Charliecloud

Table of contents

  1. Fully unprivileged containers
  2. Current OCI status
  3. Contact
  4. Detailed critique of OCI
    1. A. Meta
    2. B. Image
    3. C. Runtime
    4. D. Distribution

Fully unprivileged containers

Our focus is on fully-unprivileged containers like Charliecloud, with no privileged helper to set up namespaces. This document refers to this concept as simply “unprivileged” for brevity.

Such unprivileged containers are both possible and a valid/important use case. In HPC this supports container use and building by normal users on the hardware where they will actually run.

These ideas are detailed in our pre-print Minimizing privilege for building HPC containers, by Priedhorsky, Canon, Randles and Younge.

Current OCI status

The Charliecloud team has (partially) implemented OCI in two contexts:

  1. Interacting with registries over HTTP, available in various ch-image(1) subcommands.
  2. A shim ch-run-oci(1) to support image builds using Buildah.

We did a lot of reverse engineering to deal with unclear documentation/specifications.

Notes on the latter:

  • https://hpc.github.io/charliecloud/command-usage.html#ch-run-oci
  • https://hpc.github.io/charliecloud/dev.html#oci-technical-notes

From our docs:

In summary, the philosophy and goals of OCI differ significantly from those of Charliecloud. Key differences include:

  • OCI is designed to run services, while Charliecloud is designed to run scientific applications.
  • OCI containers are persistent things with a complex lifecycle, while Charliecloud containers are simply UNIX processes.
  • OCI expects support for a variety of namespaces, while Charliecloud supports user and mount, no more and no less.
  • OCI expects runtimes to maintain a supervisor process in addition to user processes; Charliecloud has no need for this.
  • OCI expects runtimes to maintain state throughout the container lifecycle in a location independent from the caller.

Contact

Reid Priedhorsky, Charliecloud project leader: reidpr@lanl.gov

Detailed critique of OCI

Based on the above experience, as well as a review of the OCI Git repository on 2021-06-14, Reid’s concerns are as follows. Note I’m speaking for myself here. Within each section, there is no particular order, other than I tried to group related things together and avoid forward references.

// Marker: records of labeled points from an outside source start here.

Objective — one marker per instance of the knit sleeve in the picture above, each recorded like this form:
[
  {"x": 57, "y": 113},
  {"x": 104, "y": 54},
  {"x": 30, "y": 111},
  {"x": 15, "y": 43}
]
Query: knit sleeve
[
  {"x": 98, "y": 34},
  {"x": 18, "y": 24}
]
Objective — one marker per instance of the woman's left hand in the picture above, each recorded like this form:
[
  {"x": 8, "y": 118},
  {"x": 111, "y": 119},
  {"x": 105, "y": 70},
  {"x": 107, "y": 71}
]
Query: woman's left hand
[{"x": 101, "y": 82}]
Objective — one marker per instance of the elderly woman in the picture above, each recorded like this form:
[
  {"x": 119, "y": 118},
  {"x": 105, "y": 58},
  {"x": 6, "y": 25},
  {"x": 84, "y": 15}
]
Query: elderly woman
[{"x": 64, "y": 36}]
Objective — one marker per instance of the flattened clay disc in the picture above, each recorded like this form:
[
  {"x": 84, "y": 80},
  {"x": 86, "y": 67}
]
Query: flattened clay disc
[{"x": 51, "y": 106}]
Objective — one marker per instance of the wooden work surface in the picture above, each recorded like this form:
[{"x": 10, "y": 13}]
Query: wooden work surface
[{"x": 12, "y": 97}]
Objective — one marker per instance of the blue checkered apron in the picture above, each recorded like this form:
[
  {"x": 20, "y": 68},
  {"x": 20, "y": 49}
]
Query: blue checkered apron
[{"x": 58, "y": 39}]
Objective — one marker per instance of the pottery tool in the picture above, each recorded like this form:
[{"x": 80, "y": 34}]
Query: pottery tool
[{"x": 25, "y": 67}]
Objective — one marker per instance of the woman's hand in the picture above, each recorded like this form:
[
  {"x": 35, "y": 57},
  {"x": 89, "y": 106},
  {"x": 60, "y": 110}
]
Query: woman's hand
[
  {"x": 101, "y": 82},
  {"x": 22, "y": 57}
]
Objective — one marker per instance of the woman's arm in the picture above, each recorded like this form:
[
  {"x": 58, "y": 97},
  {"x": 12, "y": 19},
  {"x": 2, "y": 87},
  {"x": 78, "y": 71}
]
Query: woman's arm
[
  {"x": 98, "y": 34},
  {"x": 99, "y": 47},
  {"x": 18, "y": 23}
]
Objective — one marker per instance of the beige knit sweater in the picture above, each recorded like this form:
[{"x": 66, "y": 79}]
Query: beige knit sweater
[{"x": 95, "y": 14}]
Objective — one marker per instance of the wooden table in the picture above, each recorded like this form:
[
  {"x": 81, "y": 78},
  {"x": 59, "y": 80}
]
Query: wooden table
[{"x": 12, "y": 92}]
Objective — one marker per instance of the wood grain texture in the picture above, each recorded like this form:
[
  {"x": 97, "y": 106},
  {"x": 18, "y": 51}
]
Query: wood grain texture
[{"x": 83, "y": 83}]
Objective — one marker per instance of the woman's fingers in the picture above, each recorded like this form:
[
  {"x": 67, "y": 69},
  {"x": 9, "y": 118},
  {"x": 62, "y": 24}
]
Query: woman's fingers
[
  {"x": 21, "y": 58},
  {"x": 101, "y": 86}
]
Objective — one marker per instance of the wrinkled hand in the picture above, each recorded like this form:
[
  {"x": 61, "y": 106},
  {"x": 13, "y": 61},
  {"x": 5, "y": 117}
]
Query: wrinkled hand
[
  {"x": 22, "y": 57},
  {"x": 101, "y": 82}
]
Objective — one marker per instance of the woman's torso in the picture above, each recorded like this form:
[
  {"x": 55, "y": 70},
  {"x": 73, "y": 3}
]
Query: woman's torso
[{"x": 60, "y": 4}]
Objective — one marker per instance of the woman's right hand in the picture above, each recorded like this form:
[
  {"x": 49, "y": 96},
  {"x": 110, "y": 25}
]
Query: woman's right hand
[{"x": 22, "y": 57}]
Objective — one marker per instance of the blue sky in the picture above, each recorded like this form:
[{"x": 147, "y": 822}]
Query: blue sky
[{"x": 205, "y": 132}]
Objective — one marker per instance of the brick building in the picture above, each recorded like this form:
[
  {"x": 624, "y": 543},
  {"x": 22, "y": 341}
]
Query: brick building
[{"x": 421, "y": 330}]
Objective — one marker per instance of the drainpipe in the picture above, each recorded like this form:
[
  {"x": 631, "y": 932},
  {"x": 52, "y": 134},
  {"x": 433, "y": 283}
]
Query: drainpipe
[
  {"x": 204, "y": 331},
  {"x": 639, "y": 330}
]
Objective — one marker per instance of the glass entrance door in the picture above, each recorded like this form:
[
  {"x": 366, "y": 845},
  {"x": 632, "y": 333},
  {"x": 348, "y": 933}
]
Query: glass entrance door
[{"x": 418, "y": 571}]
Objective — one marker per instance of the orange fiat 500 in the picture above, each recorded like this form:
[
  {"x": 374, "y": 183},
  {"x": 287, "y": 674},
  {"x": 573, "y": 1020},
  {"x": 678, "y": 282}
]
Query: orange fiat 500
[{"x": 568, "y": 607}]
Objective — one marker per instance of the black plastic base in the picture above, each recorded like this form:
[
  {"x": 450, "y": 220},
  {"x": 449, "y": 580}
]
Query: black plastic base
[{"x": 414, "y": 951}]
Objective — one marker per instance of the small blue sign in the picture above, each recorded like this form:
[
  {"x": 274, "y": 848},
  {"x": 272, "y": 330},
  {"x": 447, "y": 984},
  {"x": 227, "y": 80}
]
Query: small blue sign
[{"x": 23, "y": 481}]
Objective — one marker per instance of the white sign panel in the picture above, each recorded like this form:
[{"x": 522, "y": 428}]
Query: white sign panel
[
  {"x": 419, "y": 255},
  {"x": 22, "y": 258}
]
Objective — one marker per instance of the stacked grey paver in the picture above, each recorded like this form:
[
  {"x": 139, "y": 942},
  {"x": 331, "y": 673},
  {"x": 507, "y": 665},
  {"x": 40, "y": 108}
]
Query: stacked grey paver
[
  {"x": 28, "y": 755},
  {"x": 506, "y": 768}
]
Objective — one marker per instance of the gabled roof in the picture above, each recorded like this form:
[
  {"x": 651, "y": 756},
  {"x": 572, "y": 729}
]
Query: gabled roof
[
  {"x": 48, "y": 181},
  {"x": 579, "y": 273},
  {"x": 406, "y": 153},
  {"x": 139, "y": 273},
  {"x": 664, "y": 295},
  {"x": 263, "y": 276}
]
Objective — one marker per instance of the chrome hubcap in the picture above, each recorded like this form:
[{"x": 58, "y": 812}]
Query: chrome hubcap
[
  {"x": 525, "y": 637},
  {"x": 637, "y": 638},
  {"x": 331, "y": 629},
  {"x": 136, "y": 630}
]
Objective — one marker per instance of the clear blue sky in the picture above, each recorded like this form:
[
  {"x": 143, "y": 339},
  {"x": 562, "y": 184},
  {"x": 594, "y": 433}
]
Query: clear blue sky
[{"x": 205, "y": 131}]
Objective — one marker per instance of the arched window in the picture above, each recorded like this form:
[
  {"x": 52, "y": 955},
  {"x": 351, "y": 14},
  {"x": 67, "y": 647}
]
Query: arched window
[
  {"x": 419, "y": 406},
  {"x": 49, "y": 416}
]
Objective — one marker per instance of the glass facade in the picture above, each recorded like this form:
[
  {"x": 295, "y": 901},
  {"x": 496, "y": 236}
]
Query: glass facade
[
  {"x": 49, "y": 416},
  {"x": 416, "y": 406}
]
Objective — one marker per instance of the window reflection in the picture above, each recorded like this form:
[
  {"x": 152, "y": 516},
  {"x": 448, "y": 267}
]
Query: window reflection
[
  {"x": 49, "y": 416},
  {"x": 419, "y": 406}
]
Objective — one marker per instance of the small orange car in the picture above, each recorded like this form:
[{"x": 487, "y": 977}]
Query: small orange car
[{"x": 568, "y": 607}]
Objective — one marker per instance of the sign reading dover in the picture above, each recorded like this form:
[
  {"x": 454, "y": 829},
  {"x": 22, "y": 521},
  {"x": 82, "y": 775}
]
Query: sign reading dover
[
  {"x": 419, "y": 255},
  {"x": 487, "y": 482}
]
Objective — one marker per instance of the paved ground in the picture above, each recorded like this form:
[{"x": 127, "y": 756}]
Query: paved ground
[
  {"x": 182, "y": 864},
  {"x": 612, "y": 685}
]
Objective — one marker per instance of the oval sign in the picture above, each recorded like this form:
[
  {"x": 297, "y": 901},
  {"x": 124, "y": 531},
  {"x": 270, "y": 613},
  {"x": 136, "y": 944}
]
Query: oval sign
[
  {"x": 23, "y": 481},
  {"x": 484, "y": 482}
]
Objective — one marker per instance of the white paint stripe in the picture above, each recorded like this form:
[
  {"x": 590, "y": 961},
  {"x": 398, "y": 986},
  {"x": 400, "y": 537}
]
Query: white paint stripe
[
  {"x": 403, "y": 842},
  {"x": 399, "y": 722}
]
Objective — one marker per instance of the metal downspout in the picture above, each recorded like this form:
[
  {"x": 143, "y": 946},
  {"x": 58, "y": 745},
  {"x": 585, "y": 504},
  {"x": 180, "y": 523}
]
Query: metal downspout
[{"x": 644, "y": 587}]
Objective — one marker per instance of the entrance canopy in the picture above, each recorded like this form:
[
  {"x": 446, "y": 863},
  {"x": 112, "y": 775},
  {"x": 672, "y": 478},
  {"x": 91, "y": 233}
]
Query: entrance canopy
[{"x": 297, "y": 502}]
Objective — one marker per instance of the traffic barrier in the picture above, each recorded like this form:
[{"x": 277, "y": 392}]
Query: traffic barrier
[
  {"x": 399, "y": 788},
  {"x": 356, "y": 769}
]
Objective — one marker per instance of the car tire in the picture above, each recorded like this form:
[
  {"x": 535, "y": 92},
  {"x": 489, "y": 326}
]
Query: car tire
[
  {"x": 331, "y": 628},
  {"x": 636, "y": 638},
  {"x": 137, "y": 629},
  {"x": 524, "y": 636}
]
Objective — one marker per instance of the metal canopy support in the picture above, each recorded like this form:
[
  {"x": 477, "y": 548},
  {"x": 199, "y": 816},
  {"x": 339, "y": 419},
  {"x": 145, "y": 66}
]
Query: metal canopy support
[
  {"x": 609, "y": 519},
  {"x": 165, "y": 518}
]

I am very interested in feedback and questions.

A. Meta

  1. In general, simply “following the specification” is insufficient; the quality of the spec matters. I hear a lot of arguments in HPC containers that basically boil down to “specs are good; OCI is a spec; therefore we should conform to OCI”. I don’t think this is a very good argument, and we should evaluate OCI in detail on its merits before pursuing conformance. Also, consider that good-quality specs are easier to implement. Given a container implementation that claims OCI compliance, how do you know this is true and how do you verify it?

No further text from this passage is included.